In this article the researchers looked at mental practice and physical therapy. They had 2 groups: group#1 mentally practiced–imagined themselves performing functional activities (like brushing hair) for 4 hours everyday for 3 weeks with the aid of an audio recording for cuing and group 2 did 1 hour of the same mental practice everyday with an additional 3 hours of physically practicing functional tasks with the involved arm for 15 days.
Not too surprisingly to me, the mental practice + physical practice group showed better functional results in the end.
In sports training, this is used all the time. Why wouldn’t it work in neuro rehab too?
I really like that they used an audio recording to cue the participants on what to think about. Personally, when I’m at yoga and they just tell me to meditate, I think about everything but meditating. But if the instructor is guiding the meditation, then I’ll get something out of it. I can just imagine my patients falling asleep if they aren’t being cued. Some would probably fall asleep with the cues! But if they did it all the time, they’d get at least a little something out of it, I’d think.

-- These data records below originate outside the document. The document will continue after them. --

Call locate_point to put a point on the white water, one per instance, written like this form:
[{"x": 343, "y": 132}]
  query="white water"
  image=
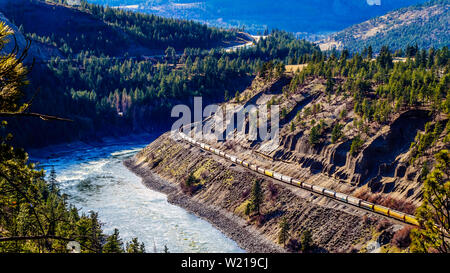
[{"x": 95, "y": 179}]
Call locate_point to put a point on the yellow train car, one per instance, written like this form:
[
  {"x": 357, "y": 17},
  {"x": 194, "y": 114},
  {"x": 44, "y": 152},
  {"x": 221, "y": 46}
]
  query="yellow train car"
[
  {"x": 397, "y": 215},
  {"x": 366, "y": 205},
  {"x": 381, "y": 209},
  {"x": 411, "y": 220}
]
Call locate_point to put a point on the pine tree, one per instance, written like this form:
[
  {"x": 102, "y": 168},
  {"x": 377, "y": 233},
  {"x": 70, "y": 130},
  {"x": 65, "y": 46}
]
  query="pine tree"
[
  {"x": 284, "y": 232},
  {"x": 114, "y": 243},
  {"x": 433, "y": 214},
  {"x": 135, "y": 247}
]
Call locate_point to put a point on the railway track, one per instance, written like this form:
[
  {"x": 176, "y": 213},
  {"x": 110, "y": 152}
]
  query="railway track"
[{"x": 347, "y": 199}]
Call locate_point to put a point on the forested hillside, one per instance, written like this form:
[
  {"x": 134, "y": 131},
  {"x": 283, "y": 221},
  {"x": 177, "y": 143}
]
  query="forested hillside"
[
  {"x": 114, "y": 96},
  {"x": 34, "y": 216},
  {"x": 425, "y": 25},
  {"x": 257, "y": 15}
]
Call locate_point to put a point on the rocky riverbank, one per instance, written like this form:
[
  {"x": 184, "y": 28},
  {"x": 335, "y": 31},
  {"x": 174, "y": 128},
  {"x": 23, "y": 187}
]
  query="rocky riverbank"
[{"x": 232, "y": 226}]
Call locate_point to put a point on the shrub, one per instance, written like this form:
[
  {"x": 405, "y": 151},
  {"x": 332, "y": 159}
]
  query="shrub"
[
  {"x": 384, "y": 224},
  {"x": 294, "y": 245},
  {"x": 401, "y": 238},
  {"x": 306, "y": 241},
  {"x": 357, "y": 144},
  {"x": 273, "y": 190}
]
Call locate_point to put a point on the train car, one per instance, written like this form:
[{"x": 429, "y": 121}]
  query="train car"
[
  {"x": 329, "y": 193},
  {"x": 381, "y": 209},
  {"x": 286, "y": 179},
  {"x": 366, "y": 205},
  {"x": 307, "y": 186},
  {"x": 268, "y": 173},
  {"x": 277, "y": 176},
  {"x": 318, "y": 189},
  {"x": 353, "y": 200},
  {"x": 397, "y": 215},
  {"x": 341, "y": 196},
  {"x": 297, "y": 182},
  {"x": 411, "y": 220}
]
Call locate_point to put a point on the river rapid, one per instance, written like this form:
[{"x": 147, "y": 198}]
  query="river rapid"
[{"x": 94, "y": 178}]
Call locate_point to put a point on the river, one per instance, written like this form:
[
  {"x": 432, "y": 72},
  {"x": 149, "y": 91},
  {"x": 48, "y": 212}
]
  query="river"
[{"x": 94, "y": 178}]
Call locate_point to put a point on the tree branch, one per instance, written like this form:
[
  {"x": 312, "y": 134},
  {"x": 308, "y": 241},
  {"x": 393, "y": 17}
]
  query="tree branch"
[{"x": 36, "y": 115}]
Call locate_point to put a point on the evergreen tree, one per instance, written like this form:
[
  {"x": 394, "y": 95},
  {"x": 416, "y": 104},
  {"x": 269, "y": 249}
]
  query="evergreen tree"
[
  {"x": 433, "y": 214},
  {"x": 113, "y": 243},
  {"x": 284, "y": 232}
]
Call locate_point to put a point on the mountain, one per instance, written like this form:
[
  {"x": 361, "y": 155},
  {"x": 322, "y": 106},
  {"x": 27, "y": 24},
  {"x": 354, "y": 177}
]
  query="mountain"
[
  {"x": 426, "y": 25},
  {"x": 311, "y": 16},
  {"x": 108, "y": 31},
  {"x": 128, "y": 92},
  {"x": 38, "y": 51}
]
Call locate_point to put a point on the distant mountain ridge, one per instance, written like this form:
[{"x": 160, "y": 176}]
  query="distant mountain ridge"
[
  {"x": 311, "y": 16},
  {"x": 426, "y": 25}
]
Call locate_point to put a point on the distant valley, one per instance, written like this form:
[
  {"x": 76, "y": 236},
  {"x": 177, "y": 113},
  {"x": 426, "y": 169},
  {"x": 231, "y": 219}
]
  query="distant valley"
[{"x": 298, "y": 16}]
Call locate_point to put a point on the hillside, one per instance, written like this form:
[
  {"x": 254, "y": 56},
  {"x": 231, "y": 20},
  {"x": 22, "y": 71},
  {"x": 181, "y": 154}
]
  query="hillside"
[
  {"x": 290, "y": 15},
  {"x": 98, "y": 30},
  {"x": 426, "y": 25},
  {"x": 363, "y": 127}
]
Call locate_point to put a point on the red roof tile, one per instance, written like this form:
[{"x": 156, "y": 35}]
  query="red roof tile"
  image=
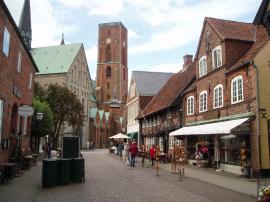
[
  {"x": 227, "y": 29},
  {"x": 170, "y": 91},
  {"x": 260, "y": 40}
]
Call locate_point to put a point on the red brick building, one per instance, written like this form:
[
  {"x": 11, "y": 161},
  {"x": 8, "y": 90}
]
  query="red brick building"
[
  {"x": 220, "y": 108},
  {"x": 163, "y": 113},
  {"x": 112, "y": 78},
  {"x": 17, "y": 70}
]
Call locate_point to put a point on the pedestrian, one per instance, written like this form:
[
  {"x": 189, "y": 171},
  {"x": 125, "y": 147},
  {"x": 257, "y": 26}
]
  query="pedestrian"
[
  {"x": 126, "y": 150},
  {"x": 133, "y": 152},
  {"x": 143, "y": 154},
  {"x": 152, "y": 154},
  {"x": 49, "y": 149}
]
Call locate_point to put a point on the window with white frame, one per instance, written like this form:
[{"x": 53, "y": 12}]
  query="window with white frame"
[
  {"x": 160, "y": 144},
  {"x": 217, "y": 57},
  {"x": 6, "y": 41},
  {"x": 203, "y": 101},
  {"x": 1, "y": 117},
  {"x": 30, "y": 81},
  {"x": 237, "y": 94},
  {"x": 158, "y": 120},
  {"x": 171, "y": 139},
  {"x": 190, "y": 105},
  {"x": 218, "y": 96},
  {"x": 19, "y": 64},
  {"x": 202, "y": 66}
]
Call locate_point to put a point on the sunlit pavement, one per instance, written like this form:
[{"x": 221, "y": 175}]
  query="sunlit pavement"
[{"x": 109, "y": 179}]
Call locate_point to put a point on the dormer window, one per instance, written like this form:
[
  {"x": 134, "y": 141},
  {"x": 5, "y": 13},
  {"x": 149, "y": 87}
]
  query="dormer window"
[
  {"x": 202, "y": 66},
  {"x": 203, "y": 101},
  {"x": 217, "y": 57},
  {"x": 169, "y": 114}
]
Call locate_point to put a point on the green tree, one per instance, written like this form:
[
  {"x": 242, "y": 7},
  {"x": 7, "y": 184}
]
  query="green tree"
[
  {"x": 40, "y": 128},
  {"x": 65, "y": 107}
]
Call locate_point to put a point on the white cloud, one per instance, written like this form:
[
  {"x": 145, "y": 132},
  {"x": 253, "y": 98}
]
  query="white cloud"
[
  {"x": 170, "y": 67},
  {"x": 46, "y": 29}
]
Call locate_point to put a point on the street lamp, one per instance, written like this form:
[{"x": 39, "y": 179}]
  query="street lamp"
[{"x": 39, "y": 117}]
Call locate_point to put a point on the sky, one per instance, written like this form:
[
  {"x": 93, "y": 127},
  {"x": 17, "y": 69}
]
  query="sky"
[{"x": 160, "y": 32}]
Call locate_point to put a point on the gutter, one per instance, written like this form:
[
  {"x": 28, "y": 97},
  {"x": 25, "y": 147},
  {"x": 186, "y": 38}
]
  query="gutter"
[{"x": 258, "y": 111}]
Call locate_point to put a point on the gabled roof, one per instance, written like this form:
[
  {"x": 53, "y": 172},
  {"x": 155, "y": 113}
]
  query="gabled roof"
[
  {"x": 260, "y": 14},
  {"x": 149, "y": 83},
  {"x": 55, "y": 59},
  {"x": 260, "y": 41},
  {"x": 93, "y": 112},
  {"x": 170, "y": 91},
  {"x": 228, "y": 29}
]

We talked about this a few months ago in my hospital journal club. The nurses present were afraid that if we encouraged the patients to mentally practice a task, they’d actually do it, like for example, walking. Most the patients in my IRF are there because they can’t just get up and walk easily and not hurt themselves doing so. So the nurses were afraid the fall numbers would increase. What do you think?
Have you ever tried mental practice yourself or with your patients?